Let’s begin with some of the main characters in The Cause Housing projects of New York City, 1969: Sportscoat, Hot Sausage, Pudgy Fingers; and on the female side Sister Gee, Izi (who has been trying to get her ex-husband arrested for 22 years), and Bum-Bum. There are also Italians running illegal goods on the nearby Brooklyn docks (The Elephant), Irish cops, and Puerto Rican hotheads, but most of the story revolves around Sportscoat, a happy-go-lucky, lifelong drunk, now entering his eighth decade of life.

We see a lot of the projects by eavesdropping on long-winded, seemingly aimless conversations between Sportscoat and Hot Sausage while they sip homemade, 100-proof (at least) King Kong. It’s concocted in the boiler room of one of the apartment buildings. First you make the King, that’s the easy part. Then you make the Kong.

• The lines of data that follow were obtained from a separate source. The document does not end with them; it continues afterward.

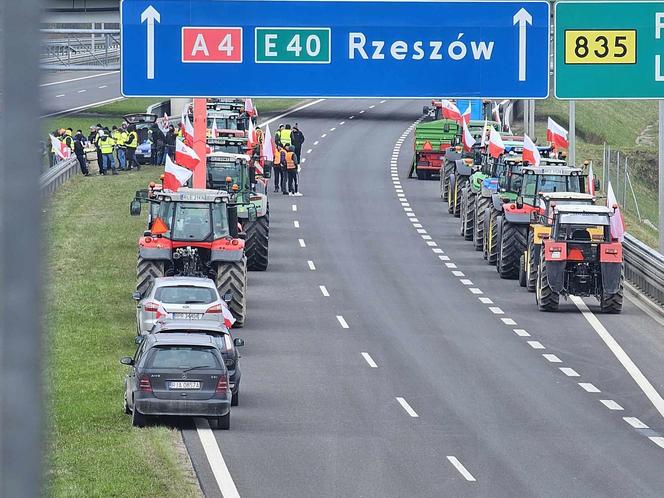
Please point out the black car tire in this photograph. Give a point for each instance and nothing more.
(224, 423)
(137, 418)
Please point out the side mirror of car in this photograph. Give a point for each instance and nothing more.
(135, 207)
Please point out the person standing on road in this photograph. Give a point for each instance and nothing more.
(79, 150)
(291, 168)
(297, 137)
(131, 144)
(106, 146)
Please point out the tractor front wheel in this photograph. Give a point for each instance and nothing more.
(256, 243)
(146, 271)
(232, 277)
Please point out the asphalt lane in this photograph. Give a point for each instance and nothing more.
(458, 404)
(63, 92)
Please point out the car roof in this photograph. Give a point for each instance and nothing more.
(183, 339)
(190, 281)
(202, 325)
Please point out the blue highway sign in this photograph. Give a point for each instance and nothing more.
(303, 48)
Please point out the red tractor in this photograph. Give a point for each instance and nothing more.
(512, 224)
(580, 258)
(193, 232)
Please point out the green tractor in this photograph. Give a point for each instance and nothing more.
(224, 169)
(432, 140)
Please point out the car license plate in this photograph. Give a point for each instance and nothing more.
(184, 385)
(188, 316)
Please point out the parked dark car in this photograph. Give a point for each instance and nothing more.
(178, 374)
(223, 340)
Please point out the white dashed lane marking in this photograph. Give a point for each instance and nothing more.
(462, 470)
(409, 410)
(367, 357)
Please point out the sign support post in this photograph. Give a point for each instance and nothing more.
(661, 176)
(200, 130)
(571, 153)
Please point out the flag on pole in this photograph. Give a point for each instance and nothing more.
(617, 222)
(465, 117)
(556, 134)
(267, 147)
(591, 180)
(496, 145)
(450, 111)
(249, 108)
(59, 148)
(186, 156)
(175, 176)
(468, 140)
(530, 151)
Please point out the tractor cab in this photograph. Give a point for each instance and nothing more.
(581, 259)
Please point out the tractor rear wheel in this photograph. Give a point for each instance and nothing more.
(491, 237)
(468, 220)
(533, 258)
(232, 277)
(547, 299)
(612, 303)
(146, 271)
(256, 243)
(478, 224)
(512, 245)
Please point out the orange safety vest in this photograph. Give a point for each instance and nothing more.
(290, 160)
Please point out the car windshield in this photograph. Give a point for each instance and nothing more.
(182, 357)
(185, 294)
(534, 184)
(191, 220)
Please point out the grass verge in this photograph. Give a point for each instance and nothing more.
(92, 259)
(628, 126)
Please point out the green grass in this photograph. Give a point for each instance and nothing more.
(94, 451)
(619, 124)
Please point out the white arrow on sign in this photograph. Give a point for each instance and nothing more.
(522, 17)
(150, 15)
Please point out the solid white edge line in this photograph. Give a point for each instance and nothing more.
(215, 459)
(462, 470)
(367, 357)
(82, 107)
(288, 113)
(409, 410)
(78, 79)
(621, 355)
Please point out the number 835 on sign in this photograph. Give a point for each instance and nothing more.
(609, 46)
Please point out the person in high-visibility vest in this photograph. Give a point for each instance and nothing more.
(131, 143)
(106, 144)
(292, 162)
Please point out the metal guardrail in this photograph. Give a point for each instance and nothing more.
(644, 268)
(57, 175)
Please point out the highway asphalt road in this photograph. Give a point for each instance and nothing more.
(385, 358)
(69, 91)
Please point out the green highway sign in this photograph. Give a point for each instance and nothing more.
(609, 50)
(292, 45)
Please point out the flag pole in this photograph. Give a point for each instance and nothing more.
(200, 131)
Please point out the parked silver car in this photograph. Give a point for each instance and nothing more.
(180, 298)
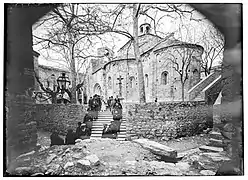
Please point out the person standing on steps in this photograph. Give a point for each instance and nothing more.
(70, 137)
(103, 108)
(88, 120)
(90, 103)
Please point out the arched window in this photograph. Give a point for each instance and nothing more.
(195, 72)
(132, 82)
(164, 78)
(48, 83)
(146, 80)
(147, 29)
(109, 83)
(141, 29)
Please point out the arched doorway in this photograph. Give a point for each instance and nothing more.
(97, 89)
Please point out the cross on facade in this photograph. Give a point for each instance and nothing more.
(120, 87)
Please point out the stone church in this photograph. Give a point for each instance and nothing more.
(163, 61)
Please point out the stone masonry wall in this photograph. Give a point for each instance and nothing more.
(21, 128)
(162, 121)
(60, 117)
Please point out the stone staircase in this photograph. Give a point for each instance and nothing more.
(105, 118)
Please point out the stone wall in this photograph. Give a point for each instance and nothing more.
(21, 128)
(202, 84)
(160, 121)
(60, 117)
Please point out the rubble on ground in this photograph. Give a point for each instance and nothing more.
(108, 157)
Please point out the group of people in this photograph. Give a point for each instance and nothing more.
(95, 103)
(114, 103)
(83, 131)
(111, 130)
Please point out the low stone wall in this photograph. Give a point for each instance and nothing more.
(21, 127)
(24, 118)
(162, 121)
(58, 116)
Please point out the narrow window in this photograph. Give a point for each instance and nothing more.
(164, 78)
(146, 80)
(109, 83)
(131, 79)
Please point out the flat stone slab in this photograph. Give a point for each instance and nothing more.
(207, 173)
(188, 152)
(216, 157)
(157, 148)
(211, 149)
(216, 135)
(216, 142)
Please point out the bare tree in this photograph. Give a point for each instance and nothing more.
(142, 95)
(69, 36)
(181, 59)
(213, 43)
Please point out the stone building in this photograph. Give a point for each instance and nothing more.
(160, 57)
(48, 77)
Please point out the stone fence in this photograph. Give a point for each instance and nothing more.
(58, 116)
(162, 121)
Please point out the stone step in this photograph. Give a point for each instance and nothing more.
(216, 135)
(100, 132)
(217, 156)
(216, 143)
(101, 125)
(211, 149)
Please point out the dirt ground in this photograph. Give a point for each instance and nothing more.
(181, 144)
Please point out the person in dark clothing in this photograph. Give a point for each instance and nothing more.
(55, 139)
(88, 120)
(85, 132)
(79, 130)
(105, 131)
(91, 103)
(70, 137)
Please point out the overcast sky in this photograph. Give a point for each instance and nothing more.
(166, 25)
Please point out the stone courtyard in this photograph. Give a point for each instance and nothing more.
(174, 122)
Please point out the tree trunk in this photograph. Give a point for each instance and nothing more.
(183, 92)
(73, 72)
(141, 85)
(73, 82)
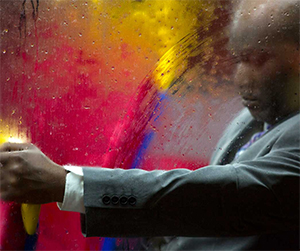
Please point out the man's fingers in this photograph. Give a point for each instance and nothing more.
(10, 147)
(5, 157)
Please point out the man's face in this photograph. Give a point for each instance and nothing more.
(265, 70)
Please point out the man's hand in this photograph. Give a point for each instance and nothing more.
(28, 176)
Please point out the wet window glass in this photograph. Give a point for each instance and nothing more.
(131, 84)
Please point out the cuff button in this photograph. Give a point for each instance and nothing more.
(123, 200)
(132, 201)
(106, 200)
(115, 200)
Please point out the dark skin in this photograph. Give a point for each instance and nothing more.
(267, 78)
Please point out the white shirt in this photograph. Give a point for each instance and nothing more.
(73, 197)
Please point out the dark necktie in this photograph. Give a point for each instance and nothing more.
(254, 138)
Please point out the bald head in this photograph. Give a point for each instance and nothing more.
(266, 21)
(264, 36)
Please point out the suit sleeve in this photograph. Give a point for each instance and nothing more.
(253, 196)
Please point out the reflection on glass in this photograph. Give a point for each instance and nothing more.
(131, 84)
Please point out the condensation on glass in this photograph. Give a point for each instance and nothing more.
(130, 84)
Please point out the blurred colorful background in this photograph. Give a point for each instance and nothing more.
(76, 76)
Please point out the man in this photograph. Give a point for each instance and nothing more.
(248, 198)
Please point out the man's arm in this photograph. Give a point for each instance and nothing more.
(28, 176)
(258, 195)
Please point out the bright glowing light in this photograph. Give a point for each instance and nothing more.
(15, 140)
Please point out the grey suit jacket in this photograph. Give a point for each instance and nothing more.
(257, 194)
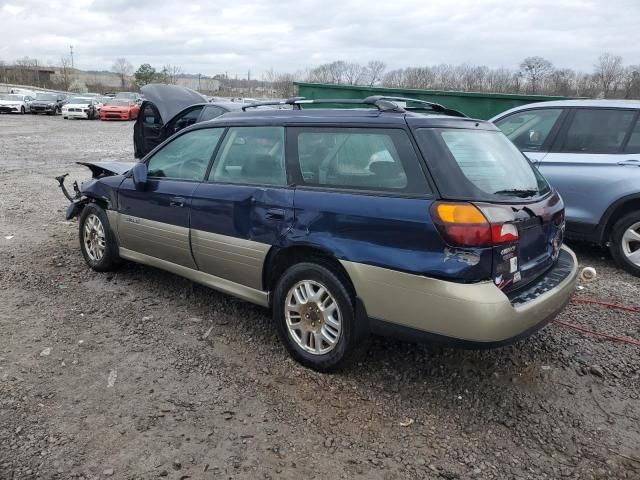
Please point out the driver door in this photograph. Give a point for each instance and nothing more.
(155, 221)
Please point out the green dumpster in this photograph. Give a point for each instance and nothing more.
(473, 104)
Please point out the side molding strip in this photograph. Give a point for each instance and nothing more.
(245, 293)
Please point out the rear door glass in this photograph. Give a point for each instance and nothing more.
(211, 112)
(597, 130)
(352, 158)
(530, 129)
(251, 156)
(479, 165)
(633, 146)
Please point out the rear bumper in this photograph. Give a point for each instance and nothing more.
(42, 109)
(76, 114)
(469, 315)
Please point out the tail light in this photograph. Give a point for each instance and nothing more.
(466, 225)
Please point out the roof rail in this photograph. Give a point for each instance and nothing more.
(289, 101)
(382, 103)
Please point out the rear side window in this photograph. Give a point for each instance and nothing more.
(530, 129)
(479, 165)
(633, 146)
(186, 157)
(251, 155)
(353, 158)
(210, 113)
(597, 130)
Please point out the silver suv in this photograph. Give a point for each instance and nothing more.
(590, 151)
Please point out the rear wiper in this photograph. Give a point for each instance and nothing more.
(517, 192)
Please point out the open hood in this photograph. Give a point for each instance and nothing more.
(170, 99)
(107, 168)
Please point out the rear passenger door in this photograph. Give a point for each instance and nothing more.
(589, 162)
(155, 221)
(532, 131)
(244, 207)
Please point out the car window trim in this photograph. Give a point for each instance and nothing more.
(551, 137)
(298, 179)
(219, 146)
(572, 113)
(181, 133)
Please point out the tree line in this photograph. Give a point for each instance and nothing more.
(609, 77)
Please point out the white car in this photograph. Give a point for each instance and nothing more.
(15, 103)
(82, 107)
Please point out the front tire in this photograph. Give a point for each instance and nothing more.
(314, 314)
(97, 241)
(625, 243)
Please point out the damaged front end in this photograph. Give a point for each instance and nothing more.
(104, 176)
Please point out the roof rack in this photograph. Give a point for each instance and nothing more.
(382, 103)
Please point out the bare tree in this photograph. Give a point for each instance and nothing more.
(631, 82)
(354, 73)
(375, 69)
(66, 74)
(535, 69)
(609, 72)
(123, 69)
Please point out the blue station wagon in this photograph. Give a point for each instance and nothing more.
(345, 222)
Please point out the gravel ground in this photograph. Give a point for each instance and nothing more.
(142, 374)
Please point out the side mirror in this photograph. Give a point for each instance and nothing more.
(139, 172)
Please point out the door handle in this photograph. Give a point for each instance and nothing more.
(276, 213)
(630, 163)
(176, 202)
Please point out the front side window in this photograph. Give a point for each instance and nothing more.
(479, 165)
(356, 158)
(529, 130)
(251, 155)
(633, 146)
(186, 157)
(597, 130)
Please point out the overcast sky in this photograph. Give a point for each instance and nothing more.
(287, 35)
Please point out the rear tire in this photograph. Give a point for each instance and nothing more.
(314, 314)
(97, 241)
(625, 243)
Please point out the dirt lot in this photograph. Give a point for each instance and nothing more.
(141, 374)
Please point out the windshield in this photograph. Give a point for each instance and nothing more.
(118, 103)
(480, 165)
(79, 100)
(50, 97)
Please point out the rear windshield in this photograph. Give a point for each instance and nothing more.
(47, 96)
(479, 165)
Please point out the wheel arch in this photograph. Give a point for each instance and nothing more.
(279, 259)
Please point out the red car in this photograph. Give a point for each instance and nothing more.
(119, 109)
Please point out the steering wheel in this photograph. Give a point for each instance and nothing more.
(193, 169)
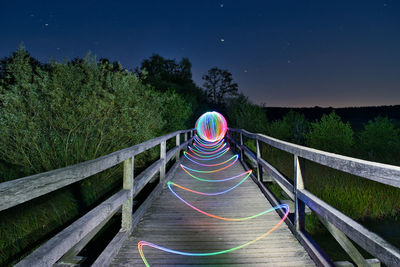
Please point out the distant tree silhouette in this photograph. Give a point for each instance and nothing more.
(219, 85)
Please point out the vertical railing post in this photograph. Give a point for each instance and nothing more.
(241, 146)
(178, 143)
(299, 213)
(163, 156)
(259, 168)
(128, 180)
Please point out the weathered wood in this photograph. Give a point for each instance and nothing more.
(383, 173)
(14, 192)
(145, 176)
(112, 249)
(241, 146)
(259, 168)
(178, 143)
(299, 212)
(48, 253)
(286, 186)
(71, 256)
(163, 156)
(169, 222)
(128, 180)
(369, 241)
(371, 263)
(345, 243)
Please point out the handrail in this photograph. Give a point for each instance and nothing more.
(14, 192)
(71, 240)
(338, 224)
(379, 172)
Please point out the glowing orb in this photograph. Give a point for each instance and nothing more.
(211, 126)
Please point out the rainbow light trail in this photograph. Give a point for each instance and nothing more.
(211, 128)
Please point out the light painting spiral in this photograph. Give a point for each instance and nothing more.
(209, 144)
(211, 126)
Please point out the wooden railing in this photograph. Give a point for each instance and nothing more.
(63, 248)
(341, 226)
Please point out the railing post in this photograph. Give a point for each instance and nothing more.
(241, 146)
(163, 156)
(178, 143)
(128, 180)
(259, 168)
(299, 212)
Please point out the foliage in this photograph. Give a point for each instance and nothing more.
(219, 85)
(380, 141)
(292, 128)
(245, 115)
(168, 75)
(58, 114)
(331, 134)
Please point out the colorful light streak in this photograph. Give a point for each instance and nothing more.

While there is plenty of humor and some of the best insults I’ve ever heard, looking back at 1969 New York we can see how blind we were to systemic racism. The projects were traps for Blacks escaping the Jim Crow south only to encounter less overt, but equally pervasive racism in the north. Jobs are scarce, schools are terrible, the housing authority is unresponsive, and upward mobility, aside from taking a gamble in the illegal drug trade (about to be shut off as an avenue to wealth by the burgeoning pipeline of Black men headed to jail), is nonexistant.

Five Ends Baptist Church is a community centerpiece, but it is Sportscoat, an aging drunk, who garners most of our respect and admiration. Sportscoat ignores his own well-being in service to the lives of others, and whenever he can, he inevitably does the right thing. He’s a hero.